The short, sensible summary is as follows. Dr. Seuss Enterprises, which controls Theodor Geisel’s copyrights, decided not to print more copies of six works that contain racist imagery. This ought to be relatively uncontroversial. The books won’t be pulled from public consumption, as Disney did with “Song of the South,” or edited to comport with different values. No one proposes treating Dr. Seuss like Woody Allen, a figure whose alleged transgressions render his work untouchable. Everyone seems comfortable with the other 90 percent of Dr. Seuss’s books. But because conservatives don’t do much except fight the culture wars these days, they inflated an act of corporate image-burnishing into a catastrophic book-burning, and the rest of the story is predictable.

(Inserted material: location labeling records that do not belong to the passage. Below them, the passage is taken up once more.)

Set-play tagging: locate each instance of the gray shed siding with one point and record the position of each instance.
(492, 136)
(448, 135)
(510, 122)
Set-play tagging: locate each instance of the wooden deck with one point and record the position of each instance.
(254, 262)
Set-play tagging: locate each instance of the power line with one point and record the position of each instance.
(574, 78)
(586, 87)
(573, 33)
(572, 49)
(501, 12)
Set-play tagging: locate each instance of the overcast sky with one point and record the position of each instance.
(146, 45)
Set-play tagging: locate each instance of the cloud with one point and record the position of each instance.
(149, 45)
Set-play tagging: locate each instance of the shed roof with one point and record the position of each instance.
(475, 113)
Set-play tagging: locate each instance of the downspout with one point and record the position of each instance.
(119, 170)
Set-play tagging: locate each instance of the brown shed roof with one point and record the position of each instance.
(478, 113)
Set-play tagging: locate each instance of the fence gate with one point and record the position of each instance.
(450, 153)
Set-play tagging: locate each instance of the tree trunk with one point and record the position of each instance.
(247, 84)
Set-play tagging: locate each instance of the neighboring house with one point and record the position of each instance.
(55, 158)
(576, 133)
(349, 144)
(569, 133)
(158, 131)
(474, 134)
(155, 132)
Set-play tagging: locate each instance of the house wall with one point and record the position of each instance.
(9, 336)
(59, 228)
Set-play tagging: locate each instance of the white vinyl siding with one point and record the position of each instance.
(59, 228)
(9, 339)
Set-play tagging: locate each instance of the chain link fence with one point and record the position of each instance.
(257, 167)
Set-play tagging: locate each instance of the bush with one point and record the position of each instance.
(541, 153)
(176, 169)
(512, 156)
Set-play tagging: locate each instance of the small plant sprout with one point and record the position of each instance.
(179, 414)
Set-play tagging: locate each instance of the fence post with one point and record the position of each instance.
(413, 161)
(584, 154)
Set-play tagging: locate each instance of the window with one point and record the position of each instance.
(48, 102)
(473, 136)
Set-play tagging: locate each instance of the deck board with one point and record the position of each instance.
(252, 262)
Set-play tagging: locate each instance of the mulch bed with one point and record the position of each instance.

Amid this thicket of dishonest outrage, however, it’s useful to recognize two things that are actually true. First, some Dr. Seuss books for children contain depictions of people of color that, like his cartoons of Japanese people during World War II, are repulsive. Second, insisting that Dr. Seuss books are the alpha and omega of children’s literature shows a tiresome lack of imagination.
As the parent of a toddler, I’ve been recently reacquainted with the Seussian canon: “Green Eggs and Ham” and “Happy Birthday to You!” are in heavy rotation in our home — and their limitations are clear.
The wordplay can be fun, but its cleverness is undercut by Geisel’s penchant for invented words, which is a kind of cheat. Anyone can stick a rhyme scheme or invent a clever rhythm if they don’t confine themselves to the English language. Political fables like “The Lorax” and “Yertle the Turtle” are all well and good, if a little dated in their scolding tone. And the Cat in the Hat, perhaps Seuss’s most famous character, is more frenetic than emotionally engaging.
Were I to assemble a canonical list of children’s-book authors, Dr. Seuss would rank below, say, Peter Spier, the Dutch-American illustrator whose gorgeous picture books were a staple of my childhood and now are vital reading again a generation later.
“People,” his compendium of the variety of human society, is a lovely introduction to the world for any young person; it is also proof that even 40 years ago artists could look at difference with excitement, not viciousness. “Bored — Nothing to Do,” about two brothers who occupy themselves by building a propeller plane, and “Oh, Were They Ever Happy!,” which follows three children as they decide to paint the house while their parents are out, are charming tributes to youthful ingenuity and imagination.
I’d also list the husband-and-wife team of Alice and Martin Provensen, and the writer and illustrator Barbara Cooney. Among the former’s accomplishments are “Our Animal Friends at Maple Hill Farm” and “A Year at Maple Hill Farm,” which depict a world that is more bravely engaged with the realities of life, death and idiosyncrasy than the one Dr. Seuss’s characters occupied. And in books such as “Miss Rumphius” and “Hattie and the Wild Waves,” Cooney offered readers, particularly girls, glimpses of life that are unconventional but graspable.
And at risk of letting a list of past masters dominate this column, let us turn to the present. What a gift it is to have Mo Willems’s help in probing the complex emotions and everyday dilemmas of childhood in, among other books, his Elephant & Piggie series. During a year of isolation, Raúl the Third’s Little Lobo books have transported our family to the markets and lucha libre rings of a Mexican border town. And as much as “Please, Baby, Please” has inspired our child to new heights of misbehavior, it’s a pure delight to have an artist as remarkable as Kadir Nelson making work for the very youngest readers.
Cooney famously said, “Children in this country need a more robust literary diet than they are getting … . It does not hurt them to read about good and evil, love and hate, life and death. Nor do I think they should read only about things that they understand … a man’s reach should exceed his grasp. So should a child’s.”
No, Dr. Seuss has not been canceled. But if the only author we think to reach for is Dr. Seuss, our children’s literary worlds will be smaller and poorer for our lack of curiosity.